In the box with the printer are a full set of ink bottles (pigment black and dye-based magenta, yellow and cyan) plus an additional pigment black. There was also the driver disc as well as the somewhat sparse instructions. Nevertheless, it was important to read these instructions carefully especially if one has not had previous experience of this ink delivery technology. There are warnings that (obviously) if ink gets on clothes or belongings it may not come off and then a fairly detailed explanation of how to fill the four ink tanks as well as there being a warning to store ink bottles upright once they have been opened.
In addition to each ink bottle and ink tank being clearly coded – both with colour and initial letters – the system has been designed so that an ink bottle can only fit onto the appropriately coloured ink tank. Having filled the ink tanks, which took about ten minutes, one plugged in the printer, switched it on, and started the “charging sequence. It took about 10 minutes to fill the long tubes connecting the tanks to the print head and get ink through to the heads. The next stage was to print test pages to look for gaps in the printing and to check alignments prior to installing the software.
When installing the software from the supplied DVD one is offered the choice “Start & Connection” which I selected or “For System administrators use only”. Having installed the software one is able to choose between WiFi or USB. I selected the former as, increasingly, it is becoming the method of choice.
The initial connection is made using WPS security and then one is able to use WPA. Here I found that the size of the characters on the 2750’s screen, which is no larger than the screen on some digital watches, did not make it easy to select the required numbers and letters. Despite this, it did not take very long to get the printer installed and start printing.

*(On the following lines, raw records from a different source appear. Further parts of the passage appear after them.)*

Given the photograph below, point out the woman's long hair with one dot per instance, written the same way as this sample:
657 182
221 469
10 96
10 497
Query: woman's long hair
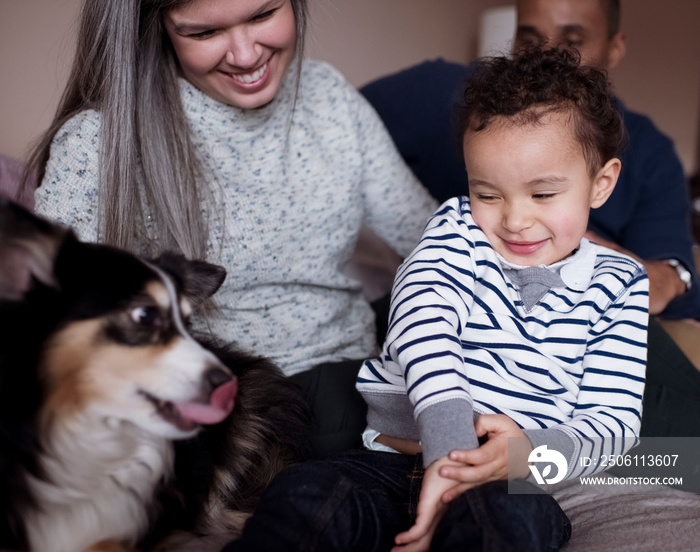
126 69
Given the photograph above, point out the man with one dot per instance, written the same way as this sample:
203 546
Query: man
648 214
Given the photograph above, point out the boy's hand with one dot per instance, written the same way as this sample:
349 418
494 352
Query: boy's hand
430 509
489 462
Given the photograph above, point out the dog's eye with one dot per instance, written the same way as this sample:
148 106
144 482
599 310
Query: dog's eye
145 316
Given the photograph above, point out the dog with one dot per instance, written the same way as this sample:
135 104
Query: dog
119 427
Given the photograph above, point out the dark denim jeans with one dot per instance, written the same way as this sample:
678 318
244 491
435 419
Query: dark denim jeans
361 500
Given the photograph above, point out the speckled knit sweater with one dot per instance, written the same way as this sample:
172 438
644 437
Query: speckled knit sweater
294 199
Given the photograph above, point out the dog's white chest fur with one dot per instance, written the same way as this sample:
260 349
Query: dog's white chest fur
102 483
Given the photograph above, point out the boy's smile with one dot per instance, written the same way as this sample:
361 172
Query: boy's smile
531 189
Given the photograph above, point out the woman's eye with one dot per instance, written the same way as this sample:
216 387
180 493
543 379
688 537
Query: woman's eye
202 34
264 15
144 316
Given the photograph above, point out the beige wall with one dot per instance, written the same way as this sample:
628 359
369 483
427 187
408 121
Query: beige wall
366 39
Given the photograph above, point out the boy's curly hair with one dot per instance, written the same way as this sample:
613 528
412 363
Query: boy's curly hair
534 83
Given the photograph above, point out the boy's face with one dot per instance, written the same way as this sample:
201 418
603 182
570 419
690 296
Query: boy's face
578 24
530 188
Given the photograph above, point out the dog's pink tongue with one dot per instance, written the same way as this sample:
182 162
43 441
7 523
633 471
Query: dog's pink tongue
220 405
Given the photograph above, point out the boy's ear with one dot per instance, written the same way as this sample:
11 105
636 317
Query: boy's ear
604 182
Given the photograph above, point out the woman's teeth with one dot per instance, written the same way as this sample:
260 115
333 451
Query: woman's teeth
252 77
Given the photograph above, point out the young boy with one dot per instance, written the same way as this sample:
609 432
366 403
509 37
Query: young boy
505 322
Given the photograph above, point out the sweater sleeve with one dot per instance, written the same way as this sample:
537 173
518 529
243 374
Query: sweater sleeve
391 191
68 194
430 304
607 416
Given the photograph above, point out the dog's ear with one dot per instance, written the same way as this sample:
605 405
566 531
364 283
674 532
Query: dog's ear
199 280
29 246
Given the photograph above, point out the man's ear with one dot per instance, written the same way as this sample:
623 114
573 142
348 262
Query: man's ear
617 48
604 182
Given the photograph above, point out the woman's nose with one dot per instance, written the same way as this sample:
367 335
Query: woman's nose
242 49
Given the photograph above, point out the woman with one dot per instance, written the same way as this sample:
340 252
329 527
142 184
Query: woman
195 125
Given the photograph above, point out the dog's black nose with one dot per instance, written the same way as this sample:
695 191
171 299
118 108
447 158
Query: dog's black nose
214 377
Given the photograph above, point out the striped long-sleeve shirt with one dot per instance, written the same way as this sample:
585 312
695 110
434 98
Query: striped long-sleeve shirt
569 370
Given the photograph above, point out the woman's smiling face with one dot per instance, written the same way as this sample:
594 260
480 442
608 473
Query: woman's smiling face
235 51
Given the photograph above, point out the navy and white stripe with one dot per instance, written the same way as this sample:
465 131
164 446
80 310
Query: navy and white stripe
570 371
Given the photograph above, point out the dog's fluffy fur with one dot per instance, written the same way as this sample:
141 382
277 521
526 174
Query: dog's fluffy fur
110 432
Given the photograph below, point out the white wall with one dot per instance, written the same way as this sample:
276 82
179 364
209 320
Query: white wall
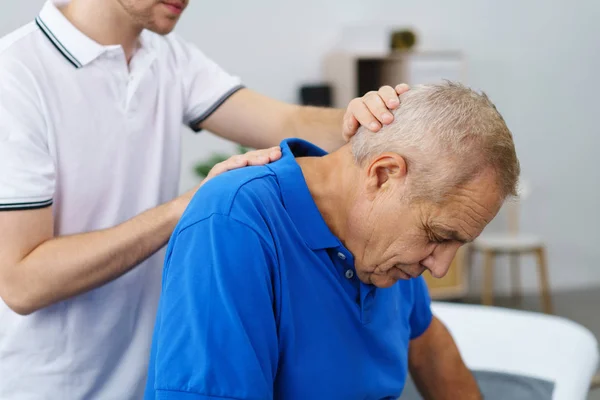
537 59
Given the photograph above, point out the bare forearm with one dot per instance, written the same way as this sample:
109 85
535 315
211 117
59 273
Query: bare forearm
69 265
321 126
438 369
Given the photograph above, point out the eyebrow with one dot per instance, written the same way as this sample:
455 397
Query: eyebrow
450 234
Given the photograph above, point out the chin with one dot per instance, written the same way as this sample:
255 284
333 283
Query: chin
383 282
163 28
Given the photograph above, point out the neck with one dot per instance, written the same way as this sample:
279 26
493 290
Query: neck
331 181
105 22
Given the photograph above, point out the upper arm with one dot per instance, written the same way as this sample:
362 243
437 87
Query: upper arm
27 174
216 331
206 86
420 316
252 119
22 231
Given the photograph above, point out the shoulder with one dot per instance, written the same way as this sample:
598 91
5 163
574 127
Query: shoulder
245 194
22 65
173 47
18 42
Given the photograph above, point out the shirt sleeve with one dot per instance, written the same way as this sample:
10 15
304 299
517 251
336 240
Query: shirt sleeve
420 316
216 332
206 85
27 170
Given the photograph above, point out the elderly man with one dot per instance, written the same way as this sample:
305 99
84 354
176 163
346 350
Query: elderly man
301 279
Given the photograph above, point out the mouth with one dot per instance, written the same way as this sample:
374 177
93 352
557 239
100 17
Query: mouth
176 7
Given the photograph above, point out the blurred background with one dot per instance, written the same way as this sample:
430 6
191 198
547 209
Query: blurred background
538 60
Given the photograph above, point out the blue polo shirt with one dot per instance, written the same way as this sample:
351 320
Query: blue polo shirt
260 300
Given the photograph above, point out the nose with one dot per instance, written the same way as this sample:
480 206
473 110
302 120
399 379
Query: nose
440 259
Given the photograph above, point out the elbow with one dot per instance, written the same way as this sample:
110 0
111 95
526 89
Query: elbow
17 297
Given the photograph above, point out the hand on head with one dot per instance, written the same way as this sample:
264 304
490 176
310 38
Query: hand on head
372 110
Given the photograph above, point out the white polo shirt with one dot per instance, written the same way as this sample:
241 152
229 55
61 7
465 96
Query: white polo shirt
100 142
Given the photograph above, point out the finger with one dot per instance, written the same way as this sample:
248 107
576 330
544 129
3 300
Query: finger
351 125
377 108
389 96
402 88
264 156
365 117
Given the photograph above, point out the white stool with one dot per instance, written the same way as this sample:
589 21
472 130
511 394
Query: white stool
513 245
524 343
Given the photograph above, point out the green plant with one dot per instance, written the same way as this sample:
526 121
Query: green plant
202 168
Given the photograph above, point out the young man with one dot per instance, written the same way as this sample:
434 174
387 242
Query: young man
92 98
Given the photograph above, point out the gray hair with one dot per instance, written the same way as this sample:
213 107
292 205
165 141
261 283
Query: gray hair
447 133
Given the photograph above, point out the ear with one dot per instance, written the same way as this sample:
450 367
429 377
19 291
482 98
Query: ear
385 170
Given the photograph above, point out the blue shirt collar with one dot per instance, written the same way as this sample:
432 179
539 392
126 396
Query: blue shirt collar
297 198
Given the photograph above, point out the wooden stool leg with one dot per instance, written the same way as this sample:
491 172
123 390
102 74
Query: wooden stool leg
515 275
544 284
487 294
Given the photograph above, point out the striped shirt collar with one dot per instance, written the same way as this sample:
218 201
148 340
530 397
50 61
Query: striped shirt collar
73 44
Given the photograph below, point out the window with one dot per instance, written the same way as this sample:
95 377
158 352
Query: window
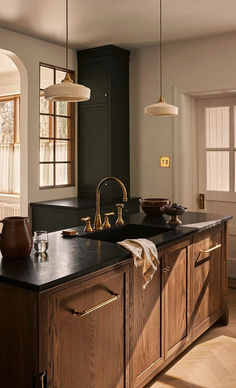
9 145
217 148
56 133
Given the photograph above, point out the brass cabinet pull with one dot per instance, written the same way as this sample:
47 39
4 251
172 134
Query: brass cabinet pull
98 306
40 379
166 269
211 249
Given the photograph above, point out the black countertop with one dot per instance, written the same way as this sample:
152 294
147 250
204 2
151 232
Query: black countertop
70 258
78 203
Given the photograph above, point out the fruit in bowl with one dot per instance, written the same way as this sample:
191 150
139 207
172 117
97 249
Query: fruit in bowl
173 210
152 206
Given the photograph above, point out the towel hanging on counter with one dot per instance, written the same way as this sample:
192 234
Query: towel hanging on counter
145 256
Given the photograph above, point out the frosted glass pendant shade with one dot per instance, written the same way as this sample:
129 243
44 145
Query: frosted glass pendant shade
161 108
67 91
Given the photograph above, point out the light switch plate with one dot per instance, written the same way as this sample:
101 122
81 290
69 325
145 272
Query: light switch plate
165 161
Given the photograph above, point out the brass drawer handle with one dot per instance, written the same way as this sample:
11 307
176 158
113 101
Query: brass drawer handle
98 306
211 249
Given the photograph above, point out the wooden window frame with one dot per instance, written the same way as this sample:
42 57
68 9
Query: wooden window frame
214 195
16 99
52 129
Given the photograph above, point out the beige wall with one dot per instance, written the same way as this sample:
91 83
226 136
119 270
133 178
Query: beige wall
190 67
29 52
197 64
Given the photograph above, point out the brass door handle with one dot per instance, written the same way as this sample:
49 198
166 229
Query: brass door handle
211 249
98 306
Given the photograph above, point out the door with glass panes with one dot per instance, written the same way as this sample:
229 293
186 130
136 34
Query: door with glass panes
216 129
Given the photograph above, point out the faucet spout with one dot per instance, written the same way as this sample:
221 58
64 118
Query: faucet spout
97 220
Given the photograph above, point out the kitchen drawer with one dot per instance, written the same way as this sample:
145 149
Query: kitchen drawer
207 275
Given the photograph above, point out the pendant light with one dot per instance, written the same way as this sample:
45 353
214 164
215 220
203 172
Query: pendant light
161 108
67 90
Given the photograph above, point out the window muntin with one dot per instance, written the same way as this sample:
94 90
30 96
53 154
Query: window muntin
56 134
218 148
9 145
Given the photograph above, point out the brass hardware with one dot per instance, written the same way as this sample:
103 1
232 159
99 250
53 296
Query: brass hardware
106 224
88 228
217 246
97 220
165 161
167 269
40 379
120 221
201 201
98 306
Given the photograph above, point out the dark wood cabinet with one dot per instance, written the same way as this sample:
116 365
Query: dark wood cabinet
103 121
146 346
88 350
207 285
176 294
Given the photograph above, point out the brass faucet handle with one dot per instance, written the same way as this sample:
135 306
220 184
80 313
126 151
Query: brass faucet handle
120 221
88 228
106 224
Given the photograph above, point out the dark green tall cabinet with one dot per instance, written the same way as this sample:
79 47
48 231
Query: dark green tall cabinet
103 121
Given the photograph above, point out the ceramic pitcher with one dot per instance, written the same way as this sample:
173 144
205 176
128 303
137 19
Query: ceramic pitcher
16 237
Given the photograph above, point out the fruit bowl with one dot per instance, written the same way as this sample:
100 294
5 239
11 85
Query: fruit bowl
152 206
174 211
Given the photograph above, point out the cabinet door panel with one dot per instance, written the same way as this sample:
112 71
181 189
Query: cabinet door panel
146 345
207 281
89 350
95 76
176 291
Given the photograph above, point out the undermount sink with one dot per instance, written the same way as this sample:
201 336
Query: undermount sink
126 231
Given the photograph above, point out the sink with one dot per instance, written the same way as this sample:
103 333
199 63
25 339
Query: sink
126 231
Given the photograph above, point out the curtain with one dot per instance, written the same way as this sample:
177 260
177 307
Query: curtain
10 168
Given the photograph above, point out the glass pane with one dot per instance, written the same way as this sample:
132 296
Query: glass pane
218 170
63 126
63 108
45 105
217 127
60 75
46 150
63 151
234 126
46 126
46 77
6 122
63 173
46 175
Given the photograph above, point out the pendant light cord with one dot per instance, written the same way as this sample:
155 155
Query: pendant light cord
67 33
161 97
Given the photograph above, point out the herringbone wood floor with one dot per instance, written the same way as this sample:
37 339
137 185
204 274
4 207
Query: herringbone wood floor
211 363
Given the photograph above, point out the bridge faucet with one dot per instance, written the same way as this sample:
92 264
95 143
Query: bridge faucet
97 220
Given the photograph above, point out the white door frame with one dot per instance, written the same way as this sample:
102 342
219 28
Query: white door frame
185 169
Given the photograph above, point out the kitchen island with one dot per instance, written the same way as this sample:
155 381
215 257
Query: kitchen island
78 316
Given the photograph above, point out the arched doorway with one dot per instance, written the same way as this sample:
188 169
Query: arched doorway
15 159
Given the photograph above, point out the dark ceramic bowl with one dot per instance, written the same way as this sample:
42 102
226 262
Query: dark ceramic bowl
151 206
173 212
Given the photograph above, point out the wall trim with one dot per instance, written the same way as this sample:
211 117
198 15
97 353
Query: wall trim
185 187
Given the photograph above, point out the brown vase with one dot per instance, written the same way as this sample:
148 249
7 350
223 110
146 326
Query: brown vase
16 237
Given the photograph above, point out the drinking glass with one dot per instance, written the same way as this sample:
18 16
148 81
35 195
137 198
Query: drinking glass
40 241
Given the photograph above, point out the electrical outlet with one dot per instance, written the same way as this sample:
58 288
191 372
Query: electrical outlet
165 161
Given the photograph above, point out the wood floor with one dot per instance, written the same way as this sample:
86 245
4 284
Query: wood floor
211 363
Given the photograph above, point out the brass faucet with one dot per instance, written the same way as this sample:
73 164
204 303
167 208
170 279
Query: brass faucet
97 220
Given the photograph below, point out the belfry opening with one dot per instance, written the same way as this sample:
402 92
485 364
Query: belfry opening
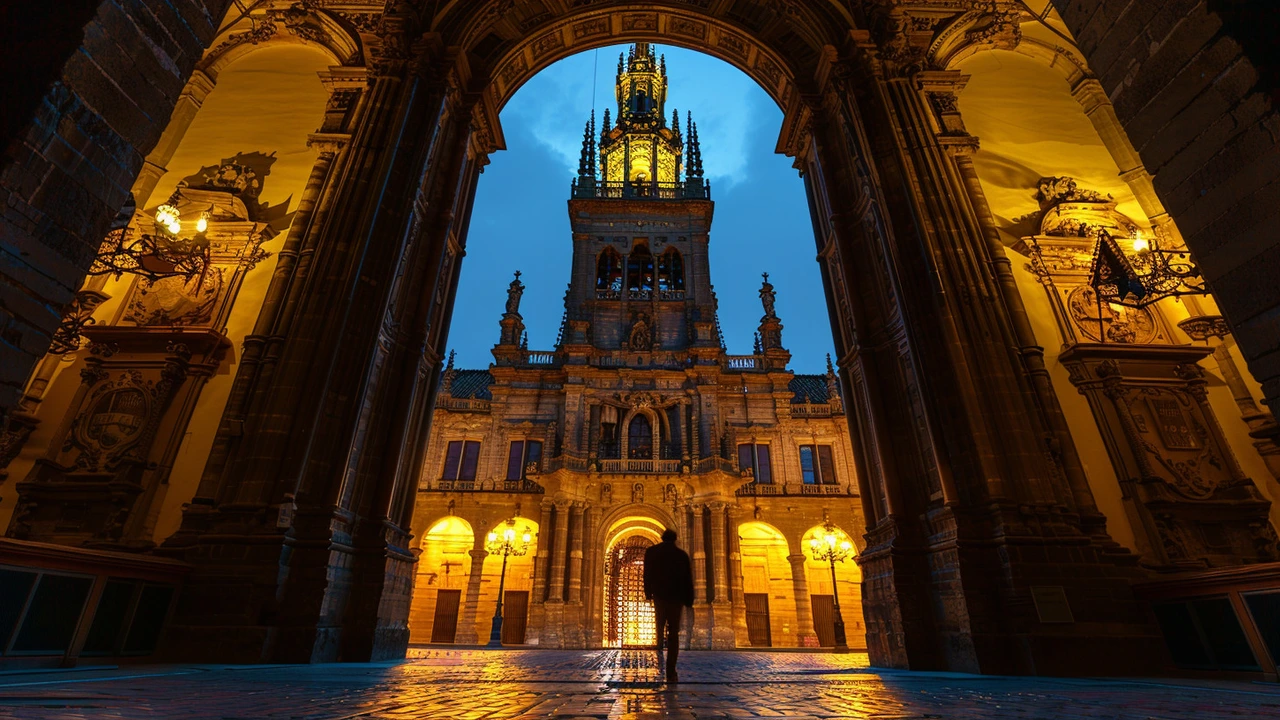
1043 442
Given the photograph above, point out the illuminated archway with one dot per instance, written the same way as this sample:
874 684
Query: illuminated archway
443 568
517 587
849 578
767 580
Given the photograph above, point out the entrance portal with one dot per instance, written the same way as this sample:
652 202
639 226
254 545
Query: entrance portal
631 621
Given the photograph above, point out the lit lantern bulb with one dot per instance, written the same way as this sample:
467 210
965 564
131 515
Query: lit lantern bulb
1139 244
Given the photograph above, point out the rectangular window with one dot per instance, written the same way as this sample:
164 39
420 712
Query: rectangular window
461 460
807 470
755 458
522 455
817 465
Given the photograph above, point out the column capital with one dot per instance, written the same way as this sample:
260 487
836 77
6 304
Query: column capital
328 144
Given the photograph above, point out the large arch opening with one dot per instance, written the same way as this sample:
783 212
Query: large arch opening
954 425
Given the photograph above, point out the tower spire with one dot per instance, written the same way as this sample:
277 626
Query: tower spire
586 162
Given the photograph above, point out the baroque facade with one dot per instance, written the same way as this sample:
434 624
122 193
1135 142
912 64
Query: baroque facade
255 408
638 420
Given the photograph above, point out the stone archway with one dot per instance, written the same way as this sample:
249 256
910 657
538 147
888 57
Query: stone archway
909 356
955 436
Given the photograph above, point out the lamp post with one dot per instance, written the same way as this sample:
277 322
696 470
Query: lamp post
507 542
833 546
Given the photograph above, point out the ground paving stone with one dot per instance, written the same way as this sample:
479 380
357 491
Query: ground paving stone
476 684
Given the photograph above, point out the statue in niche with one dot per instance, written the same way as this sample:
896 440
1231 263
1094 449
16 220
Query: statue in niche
640 337
1115 323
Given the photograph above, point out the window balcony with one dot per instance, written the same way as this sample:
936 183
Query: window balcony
639 466
525 486
792 490
688 190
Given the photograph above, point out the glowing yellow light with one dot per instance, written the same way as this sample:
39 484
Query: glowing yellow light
1139 244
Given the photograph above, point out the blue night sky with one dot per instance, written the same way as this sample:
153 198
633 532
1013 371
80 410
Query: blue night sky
521 214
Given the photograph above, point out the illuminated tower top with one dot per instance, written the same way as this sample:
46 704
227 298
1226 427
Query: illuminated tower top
641 155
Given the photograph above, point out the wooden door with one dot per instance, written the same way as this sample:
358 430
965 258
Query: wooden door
446 623
824 619
758 619
515 615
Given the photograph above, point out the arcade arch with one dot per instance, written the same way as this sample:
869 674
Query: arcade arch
442 573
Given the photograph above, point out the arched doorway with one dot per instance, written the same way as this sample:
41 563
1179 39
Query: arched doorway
440 582
629 616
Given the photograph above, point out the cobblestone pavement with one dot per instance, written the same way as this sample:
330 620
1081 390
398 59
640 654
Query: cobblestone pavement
609 684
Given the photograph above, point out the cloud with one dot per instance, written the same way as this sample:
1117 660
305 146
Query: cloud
557 101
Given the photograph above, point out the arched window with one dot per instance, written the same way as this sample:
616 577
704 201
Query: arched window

Although Epson quotes print single-sided print speeds of 10.5 and 5.0 pages/minute in B&W and colour respectively these are to an ISO standard and not real world. Real-world speeds are somewhat different with a 2-page B&W document taking 20 seconds, a single coloured page 26 seconds while double-sided colour 52 seconds.
In practice, unless one is printing massive quantities of documents, speed is generally less important than quality. In this context I found that this was good and “furry” edges of characters only showing up when one looked very closely at the print under a magnifying glass. Furthermore, I found that the rendition of colour photos was reasonable for a 4-ink system.
When using the machine as a scanner the resolution selected can range from 75 to 1200 dpi, although the default is 200. The output could be saved in a number of formats including JPG, TIFF and PDF even though there appear to be restrictions in the file name that can be chosen and its location.
In addition to automatic double-sided printing, there is double-sided copying. When this has been selected on the control panel, once the first side has been copied the paper retracts into the machine ready for the second side to be printed once the user has turned the original over. Although this is a useful feature that worked well the small size of the LCD display and the difficulty in distinguishing the individual icons on the screen was a nuisance.
Epson claims that the set of colour dye-based ink bottles (CMY) plus two pigment-based blacks supplied with the machine are enough to print up 14,000 and 5,200 pages in black and colour respectively. This, by the way, is what the company estimates to be three year’s usage. If, however, more ink is required, the prices of replacement bottles are not expensive with prices starting from about £11.
Despite the very small and inconvenient LCD screen it is a good all-round printer and should meet the needs of those who need to print fairly large quantities of both B&W and colour documents. With a list price of £349.99 but currently available from Amazon on a “limited time deal” for £212.99 one will need to do one’s sums in order to decide whether it would be a cost-effective purchase.